First, we'll do a little reshaping of our data to make it fit our CNN. 

In [None]:
x_spec_reshaped = np.reshape(x_spec,(x_spec.shape[0],x_spec.shape[1],x_spec.shape[2],1))

How does our data change after reshaping? Try comparing the shape of our data before and after our transformation.

In [None]:
# Your Response Here

In [None]:
#@title Instructor Solution { display-mode: "form" }
print(x_spec.shape)
print(x_spec_reshaped.shape)

We had to make this modification, since by default, Tensorflow models expect image data to be shaped in the format `[NUM_SAMPLES, IMAGE_WIDTH, IMAGE_HEIGHT, NUM_CHANNELS]`. What does `NUM_CHANNELS` signify? Well, an RGB color image would have three channels for every pixel. Each channel would either convey the red, blue, or green information of that pixel. However, in our case, since our image is grayscale, how many channels would our image have?
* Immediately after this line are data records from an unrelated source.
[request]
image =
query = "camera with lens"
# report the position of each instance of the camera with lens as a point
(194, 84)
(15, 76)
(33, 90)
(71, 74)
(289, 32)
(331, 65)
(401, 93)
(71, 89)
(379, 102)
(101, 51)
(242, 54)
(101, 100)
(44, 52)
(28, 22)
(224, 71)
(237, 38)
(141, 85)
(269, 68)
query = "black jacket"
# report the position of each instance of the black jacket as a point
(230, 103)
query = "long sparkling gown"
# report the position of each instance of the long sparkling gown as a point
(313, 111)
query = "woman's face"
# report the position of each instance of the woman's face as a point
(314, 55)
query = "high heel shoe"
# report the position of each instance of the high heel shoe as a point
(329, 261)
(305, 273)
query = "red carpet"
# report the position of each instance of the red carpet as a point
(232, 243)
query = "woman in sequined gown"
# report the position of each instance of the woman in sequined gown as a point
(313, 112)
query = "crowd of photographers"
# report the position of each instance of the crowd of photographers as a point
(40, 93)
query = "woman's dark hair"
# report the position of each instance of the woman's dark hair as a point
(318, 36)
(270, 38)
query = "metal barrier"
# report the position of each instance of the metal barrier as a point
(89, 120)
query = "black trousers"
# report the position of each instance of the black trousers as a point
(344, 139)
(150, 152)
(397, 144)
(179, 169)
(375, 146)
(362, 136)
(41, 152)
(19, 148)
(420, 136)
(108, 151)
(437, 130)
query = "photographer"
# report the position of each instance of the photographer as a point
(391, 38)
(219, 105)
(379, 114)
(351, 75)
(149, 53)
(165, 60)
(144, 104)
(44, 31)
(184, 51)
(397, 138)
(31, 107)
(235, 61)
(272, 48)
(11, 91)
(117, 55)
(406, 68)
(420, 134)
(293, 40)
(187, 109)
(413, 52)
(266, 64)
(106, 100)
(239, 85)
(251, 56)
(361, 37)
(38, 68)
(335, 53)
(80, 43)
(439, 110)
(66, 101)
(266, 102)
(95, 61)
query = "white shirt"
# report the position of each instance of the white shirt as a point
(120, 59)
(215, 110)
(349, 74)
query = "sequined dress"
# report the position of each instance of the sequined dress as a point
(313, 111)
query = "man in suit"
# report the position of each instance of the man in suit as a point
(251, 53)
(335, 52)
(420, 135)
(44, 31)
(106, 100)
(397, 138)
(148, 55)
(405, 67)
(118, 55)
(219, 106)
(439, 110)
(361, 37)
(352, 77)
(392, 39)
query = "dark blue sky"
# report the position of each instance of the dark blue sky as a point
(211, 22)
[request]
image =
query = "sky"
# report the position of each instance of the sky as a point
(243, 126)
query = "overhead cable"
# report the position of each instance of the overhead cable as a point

What would that channel signify?

In [None]:
# Your Response Here

In [None]:
#@title Instructor Solution { display-mode: "form" }
# The 1 channel represents the pixel's grayscale value between 0 and 255.

Next, we need to split our x_spec and y data into training and testing data sets.

In [None]:
x_spec_reshaped = x_spec_reshaped.astype('float')
x_train, x_test, y_train, y_test = train_test_split(x_spec_reshaped, y, test_size=0.2, random_state=1)

Let's start off with creating our CNN model! This is the basic skeleton for a Keras CNN model.

In [None]:
cnn = Sequential()

# Your Layers Here

opt = keras.optimizers.SGD(lr=1e-6, momentum=0.95)
cnn.compile(loss='binary_crossentropy',
              optimizer=opt,
              metrics=['accuracy']) 

cnn.add(Dense(1))
cnn.add(Activation('sigmoid'))

In [None]:
#@title Instructor Solution { display-mode: "form" }
cnn = Sequential()

cnn.add(Conv2D(64, (3, 3)))
cnn.add(Activation('relu'))
cnn.add(MaxPooling2D(pool_size=(2, 2)))

cnn.add(Conv2D(64, (3, 3)))
cnn.add(Activation('relu'))
cnn.add(MaxPooling2D(pool_size=(2, 2)))
cnn.add(Dropout(0.25))

cnn.add(Flatten())

cnn.add(Dense(128))
cnn.add(Activation('relu'))
cnn.add(Dense(64))
cnn.add(Activation('relu'))
cnn.add(Dropout(0.25))
cnn.add(Dense(1))
cnn.add(Activation('sigmoid'))

opt = keras.optimizers.SGD(lr=1e-6, momentum=0.95)
cnn.compile(loss='binary_crossentropy',
              optimizer=opt,
              metrics=['accuracy']) 

Taking a look at the code above, what do the following lines do:
1.   `cnn = Sequential()`
2.   `cnn.compile()`
3.   `cnn.add()`



In [None]:
# Your Response Here

Recall that CNNs require convolutional layers and max pooling layers to "Extract features" from images. On a high level how do both of those layers work?

In [None]:
# Your Response Here

In [None]:
#@title Instructor Solution { display-mode: "form" }
# Refer to the CNN review at the bottom of the notebook

How would we add them to our model with code?

In [None]:
# Your Response Here

In [None]:
#@title Instructor Solution { display-mode: "form" }
# Refer to the CNN review at the bottom of the notebook

Now, go back up to our CNNs and add sets of (convolutional + max pooling) layers!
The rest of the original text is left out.